Almeno due esplosioni hanno generato i resti di supernova 30 Doradus B

30 Doradus B (Immagine X-ray: NASA/CXC/Penn State Univ./L. Townsley et al.; Optical: NASA/STScI/HST; Infrared: NASA/JPL/CalTech/SST; Image Processing: NASA/CXC/SAO/J. Schmidt, N. Wolk, K. Arcand)
30 Doradus B (Immagine X-ray: NASA/CXC/Penn State Univ./L. Townsley et al.; Optical: NASA/STScI/HST; Infrared: NASA/JPL/CalTech/SST; Image Processing: NASA/CXC/SAO/J. Schmidt, N. Wolk, K. Arcand)

Un articolo pubblicato sulla rivista “The Astronomical Journal” riporta prove che i resti di supernova catalogati come 30 Doradus B, o semplicemente 30 Dor B, sono il frutto di almeno due supernove separate e non di una sola. Un team di ricercatori guidato da Wei-An Chen dell’Università Nazionale di Taiwan ha combinato osservazioni condotte con diversi telescopi in diverse bande elettromagnetiche per trovare le tracce di un vasto ma molto tenue involucro che si estende per 130 anni luce che si aggiunge ai resti visibili a frequenze ottiche. Allo stesso tempo, è stato rilevato un vento che genera una nebullosa del tipo che viene chiamato in gergo pulsar wind nebula. Sono resti che non possono essere stati generati da un’unica supernova.

30 Doradus B si trova nella cosiddetta Nebulosa della Tarantola, la più vasta regione di formazione stellare in quello che è conosciuto come Gruppo Locale, l’insieme di galasse che include la Via Lattea. Gli astronomi ritenevano che si trattasse dei resti di una singola supernova avvenuta nella Grande Nube di Magellano, una delle galassie nane satelliti della Via Lattea, distante circa 160.000 anni luce. Questo nuovo studio di questi resti indica che ci sono state due supernove vicine nello spazio ma lontane nel tempo.

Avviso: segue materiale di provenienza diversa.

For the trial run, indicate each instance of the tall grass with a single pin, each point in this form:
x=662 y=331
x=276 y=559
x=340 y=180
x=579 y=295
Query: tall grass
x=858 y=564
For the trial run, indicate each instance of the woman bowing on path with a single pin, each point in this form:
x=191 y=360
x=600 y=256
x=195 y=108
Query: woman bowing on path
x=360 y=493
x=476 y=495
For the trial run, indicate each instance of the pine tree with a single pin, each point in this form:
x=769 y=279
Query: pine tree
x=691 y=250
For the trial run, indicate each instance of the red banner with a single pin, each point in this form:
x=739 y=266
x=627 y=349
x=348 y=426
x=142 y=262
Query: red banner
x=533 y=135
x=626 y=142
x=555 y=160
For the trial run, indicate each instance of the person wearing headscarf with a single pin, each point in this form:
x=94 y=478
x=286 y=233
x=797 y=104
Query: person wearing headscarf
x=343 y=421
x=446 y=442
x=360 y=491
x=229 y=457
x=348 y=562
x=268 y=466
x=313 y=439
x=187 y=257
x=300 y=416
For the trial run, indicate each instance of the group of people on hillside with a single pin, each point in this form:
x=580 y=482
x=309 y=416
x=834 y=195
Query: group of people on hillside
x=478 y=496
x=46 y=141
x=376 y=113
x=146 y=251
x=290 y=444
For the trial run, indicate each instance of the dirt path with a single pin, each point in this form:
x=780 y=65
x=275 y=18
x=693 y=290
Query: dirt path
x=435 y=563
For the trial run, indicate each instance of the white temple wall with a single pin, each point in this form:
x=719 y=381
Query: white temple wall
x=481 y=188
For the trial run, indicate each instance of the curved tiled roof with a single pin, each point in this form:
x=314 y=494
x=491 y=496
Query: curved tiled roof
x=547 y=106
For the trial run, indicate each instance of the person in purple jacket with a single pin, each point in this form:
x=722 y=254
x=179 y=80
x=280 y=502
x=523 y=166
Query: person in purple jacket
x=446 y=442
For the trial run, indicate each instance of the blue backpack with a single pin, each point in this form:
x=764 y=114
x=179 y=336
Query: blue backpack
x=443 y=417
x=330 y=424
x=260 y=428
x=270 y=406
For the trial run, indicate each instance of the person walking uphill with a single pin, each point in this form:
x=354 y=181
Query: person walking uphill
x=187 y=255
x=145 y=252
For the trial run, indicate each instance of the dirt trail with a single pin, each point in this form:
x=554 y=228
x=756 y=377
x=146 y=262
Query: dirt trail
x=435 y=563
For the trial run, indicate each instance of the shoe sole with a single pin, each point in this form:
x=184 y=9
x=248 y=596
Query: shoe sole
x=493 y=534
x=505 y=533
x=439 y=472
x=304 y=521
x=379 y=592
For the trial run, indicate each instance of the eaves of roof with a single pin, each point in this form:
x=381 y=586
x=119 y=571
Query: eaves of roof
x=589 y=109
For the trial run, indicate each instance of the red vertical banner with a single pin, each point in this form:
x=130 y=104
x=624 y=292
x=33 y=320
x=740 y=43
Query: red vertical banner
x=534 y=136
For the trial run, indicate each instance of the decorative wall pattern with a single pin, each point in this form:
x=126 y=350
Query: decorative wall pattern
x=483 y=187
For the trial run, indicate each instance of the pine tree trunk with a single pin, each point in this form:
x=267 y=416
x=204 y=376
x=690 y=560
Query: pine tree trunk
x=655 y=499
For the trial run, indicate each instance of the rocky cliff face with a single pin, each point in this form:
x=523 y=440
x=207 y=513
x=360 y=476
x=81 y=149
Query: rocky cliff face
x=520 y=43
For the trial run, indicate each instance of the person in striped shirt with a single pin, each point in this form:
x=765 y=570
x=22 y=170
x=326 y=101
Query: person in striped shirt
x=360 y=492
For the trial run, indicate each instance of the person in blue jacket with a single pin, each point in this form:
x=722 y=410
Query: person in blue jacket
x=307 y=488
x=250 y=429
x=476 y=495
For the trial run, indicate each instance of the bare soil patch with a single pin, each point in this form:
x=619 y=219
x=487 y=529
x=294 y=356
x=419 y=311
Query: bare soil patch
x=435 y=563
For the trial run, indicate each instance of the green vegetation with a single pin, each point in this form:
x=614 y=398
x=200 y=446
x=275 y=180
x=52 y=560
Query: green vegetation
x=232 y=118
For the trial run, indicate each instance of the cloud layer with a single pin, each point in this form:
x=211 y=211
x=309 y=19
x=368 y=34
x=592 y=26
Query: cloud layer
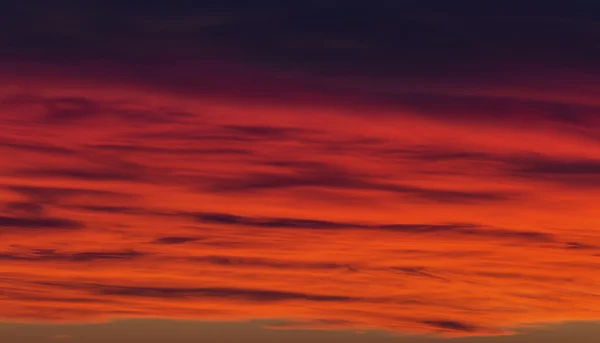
x=325 y=175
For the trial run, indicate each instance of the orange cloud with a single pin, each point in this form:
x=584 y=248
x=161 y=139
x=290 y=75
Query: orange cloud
x=409 y=217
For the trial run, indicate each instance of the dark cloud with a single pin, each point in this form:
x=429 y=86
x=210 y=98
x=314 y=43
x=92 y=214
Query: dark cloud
x=571 y=172
x=24 y=208
x=52 y=194
x=241 y=261
x=39 y=223
x=225 y=218
x=165 y=150
x=451 y=325
x=33 y=147
x=441 y=230
x=266 y=132
x=82 y=174
x=317 y=174
x=67 y=109
x=226 y=293
x=85 y=256
x=175 y=240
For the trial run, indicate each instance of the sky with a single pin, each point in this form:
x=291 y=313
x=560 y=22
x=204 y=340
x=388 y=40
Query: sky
x=372 y=171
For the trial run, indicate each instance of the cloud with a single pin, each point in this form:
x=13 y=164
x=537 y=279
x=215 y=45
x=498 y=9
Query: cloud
x=84 y=256
x=451 y=325
x=175 y=240
x=224 y=293
x=440 y=230
x=38 y=223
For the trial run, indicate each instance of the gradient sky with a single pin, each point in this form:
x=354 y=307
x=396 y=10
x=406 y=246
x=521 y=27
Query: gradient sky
x=377 y=171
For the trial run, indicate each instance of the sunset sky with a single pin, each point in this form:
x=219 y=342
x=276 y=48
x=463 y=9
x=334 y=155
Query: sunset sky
x=311 y=171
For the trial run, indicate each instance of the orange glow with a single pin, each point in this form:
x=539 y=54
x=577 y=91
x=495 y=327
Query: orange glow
x=123 y=199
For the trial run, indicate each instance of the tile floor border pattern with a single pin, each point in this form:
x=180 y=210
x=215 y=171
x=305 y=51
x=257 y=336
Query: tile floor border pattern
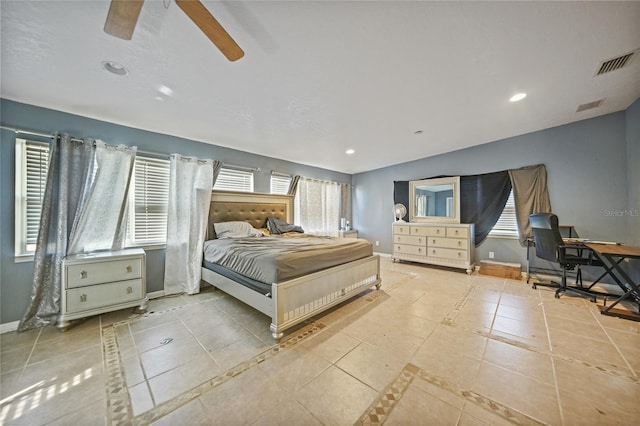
x=119 y=406
x=379 y=411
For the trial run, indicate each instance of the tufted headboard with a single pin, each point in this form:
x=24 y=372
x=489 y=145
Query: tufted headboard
x=249 y=207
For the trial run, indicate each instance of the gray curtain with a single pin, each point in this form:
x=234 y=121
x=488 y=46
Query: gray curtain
x=530 y=194
x=345 y=201
x=102 y=223
x=69 y=178
x=293 y=185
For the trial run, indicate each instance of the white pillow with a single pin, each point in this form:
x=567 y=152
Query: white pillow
x=236 y=229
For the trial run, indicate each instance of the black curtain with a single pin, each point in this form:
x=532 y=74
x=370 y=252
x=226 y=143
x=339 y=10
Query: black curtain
x=482 y=199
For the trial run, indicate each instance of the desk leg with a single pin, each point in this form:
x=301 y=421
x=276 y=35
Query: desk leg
x=614 y=271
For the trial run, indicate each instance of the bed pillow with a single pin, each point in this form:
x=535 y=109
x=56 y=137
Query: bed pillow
x=236 y=229
x=277 y=226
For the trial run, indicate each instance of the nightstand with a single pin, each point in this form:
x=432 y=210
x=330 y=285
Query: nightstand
x=95 y=283
x=353 y=233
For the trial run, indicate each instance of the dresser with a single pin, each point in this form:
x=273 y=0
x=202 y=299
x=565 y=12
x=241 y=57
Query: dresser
x=100 y=282
x=444 y=244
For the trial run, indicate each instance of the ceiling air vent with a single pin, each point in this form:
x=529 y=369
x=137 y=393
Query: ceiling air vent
x=614 y=64
x=590 y=105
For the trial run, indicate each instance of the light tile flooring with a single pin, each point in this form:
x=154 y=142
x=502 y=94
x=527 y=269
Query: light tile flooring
x=432 y=346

Dati sono stati presi da una mappa della Grande Nube di Magellano creata usando il radiotelescopio ASKAP. Osservazioni di 30 Doradus B sono stte condotte ai raggi X (in viola nell’immagine) usando l’Osservatorio Chandra della NASA, a frequenze ottiche (in arancione e azzurro) usando il telescopio Blanco di 4 metri in Cile e agli infrarossi usando il telescopio spaziale Spitzer della NASA (in rosso). Osservazioni a frequenze ottiche sono state condotte anche con il telescopio spaziale Hubble (in bianco e nero).

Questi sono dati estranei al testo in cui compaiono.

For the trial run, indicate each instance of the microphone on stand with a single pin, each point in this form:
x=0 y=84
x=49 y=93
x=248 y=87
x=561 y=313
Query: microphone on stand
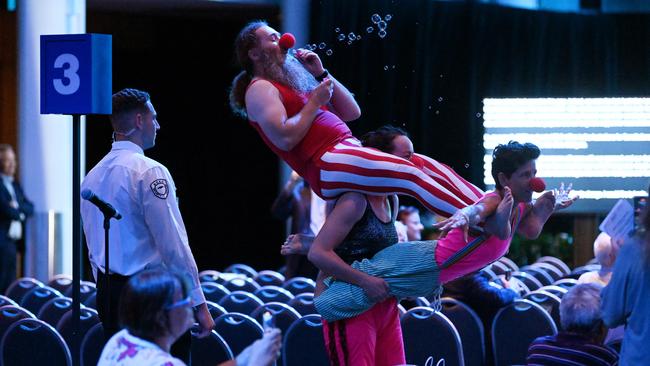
x=102 y=205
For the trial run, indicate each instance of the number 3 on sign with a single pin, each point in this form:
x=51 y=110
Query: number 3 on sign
x=70 y=65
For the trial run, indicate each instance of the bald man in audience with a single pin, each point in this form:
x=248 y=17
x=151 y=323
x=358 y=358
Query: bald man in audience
x=605 y=251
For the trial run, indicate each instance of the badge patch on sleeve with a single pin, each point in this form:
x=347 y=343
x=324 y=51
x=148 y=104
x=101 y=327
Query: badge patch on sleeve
x=160 y=188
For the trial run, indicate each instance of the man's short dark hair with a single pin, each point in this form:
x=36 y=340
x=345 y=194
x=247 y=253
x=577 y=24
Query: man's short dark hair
x=125 y=102
x=145 y=298
x=580 y=309
x=382 y=138
x=507 y=158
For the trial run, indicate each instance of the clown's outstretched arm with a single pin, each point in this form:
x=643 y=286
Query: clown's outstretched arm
x=538 y=213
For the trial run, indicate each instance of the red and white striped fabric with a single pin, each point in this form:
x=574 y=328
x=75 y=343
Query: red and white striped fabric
x=350 y=167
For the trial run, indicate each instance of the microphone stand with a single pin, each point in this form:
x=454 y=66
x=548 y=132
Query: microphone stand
x=107 y=272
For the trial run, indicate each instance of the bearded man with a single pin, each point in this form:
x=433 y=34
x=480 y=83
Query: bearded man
x=299 y=109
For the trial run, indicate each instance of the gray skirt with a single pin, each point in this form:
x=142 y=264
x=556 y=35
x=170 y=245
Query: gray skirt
x=409 y=268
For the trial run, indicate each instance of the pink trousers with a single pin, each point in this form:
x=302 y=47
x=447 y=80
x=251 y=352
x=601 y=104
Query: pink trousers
x=372 y=338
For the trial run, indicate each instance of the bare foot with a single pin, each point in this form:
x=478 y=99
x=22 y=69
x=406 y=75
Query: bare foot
x=296 y=244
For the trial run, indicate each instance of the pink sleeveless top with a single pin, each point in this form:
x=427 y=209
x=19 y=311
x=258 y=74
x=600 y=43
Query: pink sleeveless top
x=489 y=251
x=326 y=131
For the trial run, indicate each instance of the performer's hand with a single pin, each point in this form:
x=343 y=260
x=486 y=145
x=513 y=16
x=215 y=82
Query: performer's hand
x=323 y=92
x=458 y=220
x=205 y=320
x=376 y=288
x=310 y=61
x=562 y=199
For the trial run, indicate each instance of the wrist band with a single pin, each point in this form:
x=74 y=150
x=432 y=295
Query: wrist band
x=322 y=76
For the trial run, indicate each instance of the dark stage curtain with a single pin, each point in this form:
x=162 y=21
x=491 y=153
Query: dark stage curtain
x=439 y=60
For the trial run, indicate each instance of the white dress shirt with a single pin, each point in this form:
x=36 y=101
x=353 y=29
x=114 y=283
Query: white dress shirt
x=15 y=231
x=151 y=232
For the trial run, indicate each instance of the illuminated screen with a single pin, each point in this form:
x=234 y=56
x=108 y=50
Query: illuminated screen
x=600 y=145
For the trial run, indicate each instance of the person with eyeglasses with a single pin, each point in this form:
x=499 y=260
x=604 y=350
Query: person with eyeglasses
x=155 y=310
x=151 y=232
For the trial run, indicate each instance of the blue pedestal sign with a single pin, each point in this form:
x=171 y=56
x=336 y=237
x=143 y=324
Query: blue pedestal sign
x=76 y=74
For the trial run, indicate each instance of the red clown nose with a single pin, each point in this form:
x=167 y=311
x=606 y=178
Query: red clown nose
x=537 y=184
x=287 y=41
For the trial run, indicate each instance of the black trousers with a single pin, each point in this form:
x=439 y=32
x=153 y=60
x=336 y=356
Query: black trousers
x=7 y=264
x=180 y=349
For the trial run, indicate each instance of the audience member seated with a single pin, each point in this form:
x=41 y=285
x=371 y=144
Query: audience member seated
x=625 y=299
x=581 y=340
x=155 y=310
x=605 y=251
x=402 y=231
x=410 y=216
x=485 y=299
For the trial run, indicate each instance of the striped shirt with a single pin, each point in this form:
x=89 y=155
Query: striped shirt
x=569 y=349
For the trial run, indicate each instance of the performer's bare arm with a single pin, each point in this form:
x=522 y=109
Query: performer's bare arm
x=342 y=103
x=264 y=107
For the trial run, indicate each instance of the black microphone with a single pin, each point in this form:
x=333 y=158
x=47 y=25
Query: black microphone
x=103 y=206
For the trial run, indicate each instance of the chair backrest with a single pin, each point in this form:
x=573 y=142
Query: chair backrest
x=548 y=301
x=578 y=271
x=86 y=289
x=37 y=297
x=92 y=345
x=489 y=273
x=518 y=285
x=238 y=330
x=33 y=342
x=242 y=284
x=469 y=327
x=422 y=301
x=500 y=268
x=240 y=302
x=52 y=311
x=304 y=344
x=241 y=269
x=87 y=319
x=4 y=300
x=539 y=273
x=550 y=269
x=10 y=314
x=513 y=329
x=269 y=278
x=61 y=283
x=210 y=275
x=428 y=333
x=555 y=290
x=298 y=285
x=213 y=291
x=215 y=309
x=528 y=279
x=509 y=262
x=91 y=301
x=566 y=283
x=304 y=303
x=557 y=262
x=401 y=309
x=209 y=351
x=20 y=287
x=283 y=315
x=273 y=294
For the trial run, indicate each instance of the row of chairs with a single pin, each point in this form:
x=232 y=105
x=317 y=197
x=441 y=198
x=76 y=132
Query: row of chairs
x=456 y=333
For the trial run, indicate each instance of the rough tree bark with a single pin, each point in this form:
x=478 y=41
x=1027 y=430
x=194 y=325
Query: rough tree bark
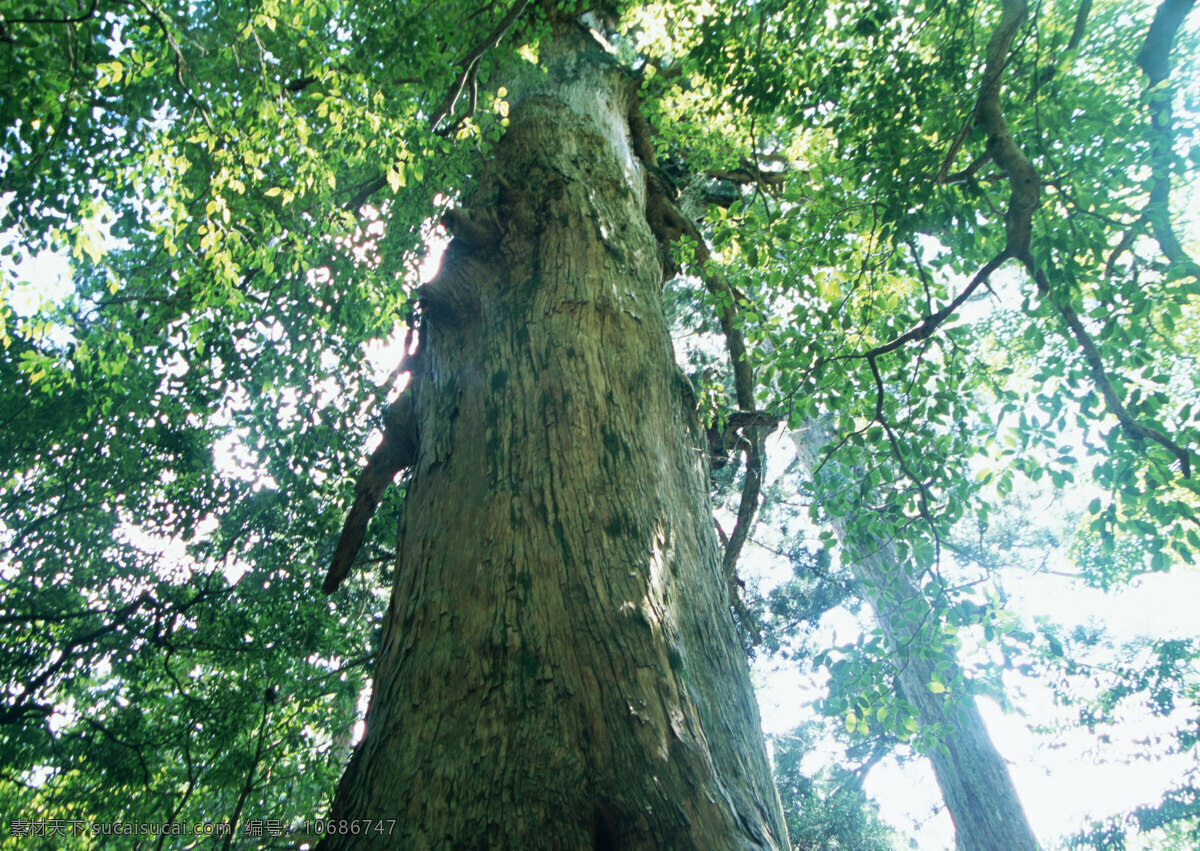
x=971 y=773
x=558 y=664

Gli astronomi ritengono che la pulsar al centro dei resti 30 Doradus B e gli intensi raggi X siano stati prodotti da una supernova le cui emissioni hanno raggiunto la Terra circa 5.000 anni fa. Tuttavia, il grande e fioco alone visibile ai raggi X è troppo vasto per essere stato generato a quell’epoca. Ciò significa che c’è stata una supernova precedente molto tempo prima avvenuta nella stessa area.

I ricercatori non possono escludere che nel corso del tempo vi siano state anche più di due supernove nella stessa area che hanno contribuito a generare il grande e fioco alone. In una regione come la nebula della Tarantola, in cui c’è una notevole formazione di stelle massicce, è normale che vi siano diverse stelle vicine tra loro, che in certi casi possono formare sistemi multipli. Queste stelle consumano molto rapidamente il loro idrogeno e terminano la loro vita esplodendo in supernove.

Lo studio di resti di supernove multiple può aiutare a capire meglio la vita e soprattutto la morte di stelle massicce in aree dove ce ne sono parecchie in uno spazio relativamente ridotto. Gli effetti delle supernove sono tra gli oggetti di studio perché esse spingono enormi quantità di elementi generati durante la vita e l’agonia della stella progenitrice nello spazio interstellare che potranno finire in nuovi sistemi stellari e nuovi pianeti.